Developments and prospects of additive manufacturing for thermoelectric materials and technologies

Ahmad Baroutaji, Arun Arjunan, John Robinson, Mohamad Ramadan, Mohammad ali Abdelkareem, Aaron Vance, Abul Arafat, Abdul-Ghani Olabi

Research output: Contribution to journalArticlepeer-review

Abstract

In view of the increased demand for electricity and the associated environmental and financial concerns, there is an urgent need to develop technological solutions that can improve the efficiency of engineering systems and processes.

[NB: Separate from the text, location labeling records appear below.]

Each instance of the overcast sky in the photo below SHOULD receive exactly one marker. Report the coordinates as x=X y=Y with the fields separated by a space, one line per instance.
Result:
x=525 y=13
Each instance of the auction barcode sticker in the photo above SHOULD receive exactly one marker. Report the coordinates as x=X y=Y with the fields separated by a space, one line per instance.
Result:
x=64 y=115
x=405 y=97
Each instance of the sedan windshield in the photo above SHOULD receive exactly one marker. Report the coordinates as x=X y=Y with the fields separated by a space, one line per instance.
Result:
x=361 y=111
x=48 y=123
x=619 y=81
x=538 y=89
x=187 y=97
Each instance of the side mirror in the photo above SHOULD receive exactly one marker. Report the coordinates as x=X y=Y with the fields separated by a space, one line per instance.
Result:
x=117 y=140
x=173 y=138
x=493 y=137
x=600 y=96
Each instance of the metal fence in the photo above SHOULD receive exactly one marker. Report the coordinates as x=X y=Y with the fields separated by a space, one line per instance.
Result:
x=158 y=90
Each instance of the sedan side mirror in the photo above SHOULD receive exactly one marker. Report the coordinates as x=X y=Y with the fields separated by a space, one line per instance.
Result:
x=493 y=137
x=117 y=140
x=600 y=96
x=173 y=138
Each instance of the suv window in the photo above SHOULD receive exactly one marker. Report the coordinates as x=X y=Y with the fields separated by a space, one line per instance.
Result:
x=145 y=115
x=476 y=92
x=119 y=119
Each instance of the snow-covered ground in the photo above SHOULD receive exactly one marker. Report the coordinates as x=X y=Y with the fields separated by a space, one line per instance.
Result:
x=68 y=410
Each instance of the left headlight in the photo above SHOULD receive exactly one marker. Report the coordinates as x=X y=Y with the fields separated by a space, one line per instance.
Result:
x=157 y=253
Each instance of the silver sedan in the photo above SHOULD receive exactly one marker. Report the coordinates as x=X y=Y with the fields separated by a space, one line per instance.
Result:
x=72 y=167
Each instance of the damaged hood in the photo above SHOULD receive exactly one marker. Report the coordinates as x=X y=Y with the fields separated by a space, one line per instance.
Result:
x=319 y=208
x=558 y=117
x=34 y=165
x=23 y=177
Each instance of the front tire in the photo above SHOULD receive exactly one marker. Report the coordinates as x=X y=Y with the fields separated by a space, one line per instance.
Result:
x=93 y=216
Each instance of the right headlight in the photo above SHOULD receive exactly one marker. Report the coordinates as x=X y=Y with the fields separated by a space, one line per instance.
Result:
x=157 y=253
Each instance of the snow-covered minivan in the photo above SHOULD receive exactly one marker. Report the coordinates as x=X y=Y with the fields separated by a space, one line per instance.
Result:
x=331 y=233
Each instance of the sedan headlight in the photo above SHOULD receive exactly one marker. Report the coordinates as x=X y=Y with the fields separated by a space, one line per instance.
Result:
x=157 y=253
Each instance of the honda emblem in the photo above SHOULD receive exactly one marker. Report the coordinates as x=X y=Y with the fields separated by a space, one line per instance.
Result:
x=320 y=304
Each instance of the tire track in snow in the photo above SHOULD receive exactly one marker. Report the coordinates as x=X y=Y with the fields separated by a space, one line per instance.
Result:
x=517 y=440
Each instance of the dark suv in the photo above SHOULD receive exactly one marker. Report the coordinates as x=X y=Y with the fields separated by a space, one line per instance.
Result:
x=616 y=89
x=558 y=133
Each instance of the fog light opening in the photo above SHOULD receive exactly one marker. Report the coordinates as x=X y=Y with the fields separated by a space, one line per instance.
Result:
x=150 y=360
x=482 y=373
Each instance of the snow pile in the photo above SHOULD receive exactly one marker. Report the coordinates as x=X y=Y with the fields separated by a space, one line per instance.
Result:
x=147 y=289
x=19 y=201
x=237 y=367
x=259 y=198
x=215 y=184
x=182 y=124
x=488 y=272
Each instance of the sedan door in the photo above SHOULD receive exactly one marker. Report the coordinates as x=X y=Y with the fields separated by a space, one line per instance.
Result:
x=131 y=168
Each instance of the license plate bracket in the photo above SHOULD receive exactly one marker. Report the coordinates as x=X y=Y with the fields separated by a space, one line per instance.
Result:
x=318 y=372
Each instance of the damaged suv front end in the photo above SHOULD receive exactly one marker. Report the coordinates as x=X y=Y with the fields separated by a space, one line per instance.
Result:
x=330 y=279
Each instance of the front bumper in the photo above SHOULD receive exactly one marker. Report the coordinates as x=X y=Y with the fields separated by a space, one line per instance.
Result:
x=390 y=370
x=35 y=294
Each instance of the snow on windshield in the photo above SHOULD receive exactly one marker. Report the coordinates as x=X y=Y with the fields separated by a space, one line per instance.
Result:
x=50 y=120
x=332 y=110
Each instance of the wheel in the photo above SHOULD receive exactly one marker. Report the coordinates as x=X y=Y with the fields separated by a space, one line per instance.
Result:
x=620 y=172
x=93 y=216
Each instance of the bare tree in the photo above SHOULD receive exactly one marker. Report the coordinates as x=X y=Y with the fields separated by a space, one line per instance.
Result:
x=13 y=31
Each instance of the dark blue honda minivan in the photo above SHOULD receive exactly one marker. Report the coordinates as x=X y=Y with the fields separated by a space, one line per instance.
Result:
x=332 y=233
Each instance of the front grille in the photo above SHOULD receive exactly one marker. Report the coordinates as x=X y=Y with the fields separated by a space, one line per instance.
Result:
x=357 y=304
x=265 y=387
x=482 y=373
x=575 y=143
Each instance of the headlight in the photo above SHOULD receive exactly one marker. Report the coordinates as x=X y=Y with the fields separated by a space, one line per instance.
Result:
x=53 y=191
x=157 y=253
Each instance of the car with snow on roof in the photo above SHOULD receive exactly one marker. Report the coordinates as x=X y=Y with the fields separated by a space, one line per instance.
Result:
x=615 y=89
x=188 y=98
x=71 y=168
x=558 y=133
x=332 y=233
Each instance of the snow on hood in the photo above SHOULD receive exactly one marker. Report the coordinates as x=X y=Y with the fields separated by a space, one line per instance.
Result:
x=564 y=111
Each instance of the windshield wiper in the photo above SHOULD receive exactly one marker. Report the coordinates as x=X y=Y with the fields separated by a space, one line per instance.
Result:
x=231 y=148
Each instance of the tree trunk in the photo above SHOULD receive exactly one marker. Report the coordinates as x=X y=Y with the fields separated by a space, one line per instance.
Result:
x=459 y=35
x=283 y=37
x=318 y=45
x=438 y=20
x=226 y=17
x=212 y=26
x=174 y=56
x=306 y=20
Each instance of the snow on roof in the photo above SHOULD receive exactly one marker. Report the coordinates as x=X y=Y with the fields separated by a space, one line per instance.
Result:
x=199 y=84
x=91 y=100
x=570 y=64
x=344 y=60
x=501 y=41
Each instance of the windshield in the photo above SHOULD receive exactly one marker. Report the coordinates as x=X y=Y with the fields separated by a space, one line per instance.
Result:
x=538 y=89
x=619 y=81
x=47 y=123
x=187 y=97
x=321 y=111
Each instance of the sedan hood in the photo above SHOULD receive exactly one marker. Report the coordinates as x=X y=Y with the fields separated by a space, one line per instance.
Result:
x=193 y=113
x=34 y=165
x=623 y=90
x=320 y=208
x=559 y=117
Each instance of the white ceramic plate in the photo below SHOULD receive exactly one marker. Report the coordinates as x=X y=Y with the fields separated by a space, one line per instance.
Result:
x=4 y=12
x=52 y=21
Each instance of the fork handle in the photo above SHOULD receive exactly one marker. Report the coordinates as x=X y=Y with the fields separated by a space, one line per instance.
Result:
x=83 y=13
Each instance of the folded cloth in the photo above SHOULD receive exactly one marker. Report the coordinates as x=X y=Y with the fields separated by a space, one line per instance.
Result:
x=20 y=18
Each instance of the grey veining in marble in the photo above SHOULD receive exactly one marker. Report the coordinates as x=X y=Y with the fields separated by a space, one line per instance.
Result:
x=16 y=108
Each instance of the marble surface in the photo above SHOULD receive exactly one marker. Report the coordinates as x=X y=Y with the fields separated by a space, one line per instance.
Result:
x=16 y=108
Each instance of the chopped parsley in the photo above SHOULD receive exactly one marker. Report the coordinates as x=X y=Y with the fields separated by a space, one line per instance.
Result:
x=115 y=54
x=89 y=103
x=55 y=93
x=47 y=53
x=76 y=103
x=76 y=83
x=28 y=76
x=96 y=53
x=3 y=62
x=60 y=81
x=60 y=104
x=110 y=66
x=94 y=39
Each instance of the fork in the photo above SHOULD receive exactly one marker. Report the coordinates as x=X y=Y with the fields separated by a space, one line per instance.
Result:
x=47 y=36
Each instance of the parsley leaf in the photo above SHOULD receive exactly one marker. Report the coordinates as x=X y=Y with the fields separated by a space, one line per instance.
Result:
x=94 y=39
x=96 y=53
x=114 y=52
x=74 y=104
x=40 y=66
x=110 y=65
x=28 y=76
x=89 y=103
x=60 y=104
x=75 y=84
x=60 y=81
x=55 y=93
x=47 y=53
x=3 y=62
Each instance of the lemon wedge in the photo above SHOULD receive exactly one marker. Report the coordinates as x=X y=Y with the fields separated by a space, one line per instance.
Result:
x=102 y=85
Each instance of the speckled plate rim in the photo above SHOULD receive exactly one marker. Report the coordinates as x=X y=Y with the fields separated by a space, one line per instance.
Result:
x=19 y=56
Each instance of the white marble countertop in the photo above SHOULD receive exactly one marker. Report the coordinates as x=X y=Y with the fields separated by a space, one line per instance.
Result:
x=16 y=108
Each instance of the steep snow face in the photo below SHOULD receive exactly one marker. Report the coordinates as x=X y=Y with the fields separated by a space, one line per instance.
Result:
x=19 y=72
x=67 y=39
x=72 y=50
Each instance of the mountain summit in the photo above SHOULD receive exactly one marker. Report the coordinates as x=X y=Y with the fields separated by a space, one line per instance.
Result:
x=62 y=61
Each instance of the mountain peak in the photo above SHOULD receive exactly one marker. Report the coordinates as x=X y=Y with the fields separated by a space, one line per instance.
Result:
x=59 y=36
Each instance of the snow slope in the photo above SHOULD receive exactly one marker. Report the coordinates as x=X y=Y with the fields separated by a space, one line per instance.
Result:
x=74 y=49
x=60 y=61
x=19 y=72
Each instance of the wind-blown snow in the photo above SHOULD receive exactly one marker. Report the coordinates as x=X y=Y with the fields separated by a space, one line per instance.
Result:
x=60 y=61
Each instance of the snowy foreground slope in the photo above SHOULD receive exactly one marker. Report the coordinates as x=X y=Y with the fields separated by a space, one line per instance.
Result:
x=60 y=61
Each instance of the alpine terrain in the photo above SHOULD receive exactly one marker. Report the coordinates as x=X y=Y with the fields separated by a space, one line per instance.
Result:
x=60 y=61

Thermoelectric (TE) technologies, with their capability of direct conversion of thermal energy into electrical energy, are promising technologies for green power generation through using them as energy harvesting devices for waste heat recovery in industrial processes and power generation systems.

To date, TE technologies are still not commercialized on a large scale due to various economic and technical obstacles. The majority of previous research on TE technologies concentrated on improving the TE properties, such as electronic transport and figure-of-merit, while limited attempts were made to identify the best material processing techniques or reduce the cost of manufacturing. Conventional Manufacturing (CM) of TE materials and devices is multi-stage, complex, labour-intensive, time-consuming, and has high energy requirements. Thus, manufacturing challenges are considered key contributors toward limited industrial adoption of TE technologies.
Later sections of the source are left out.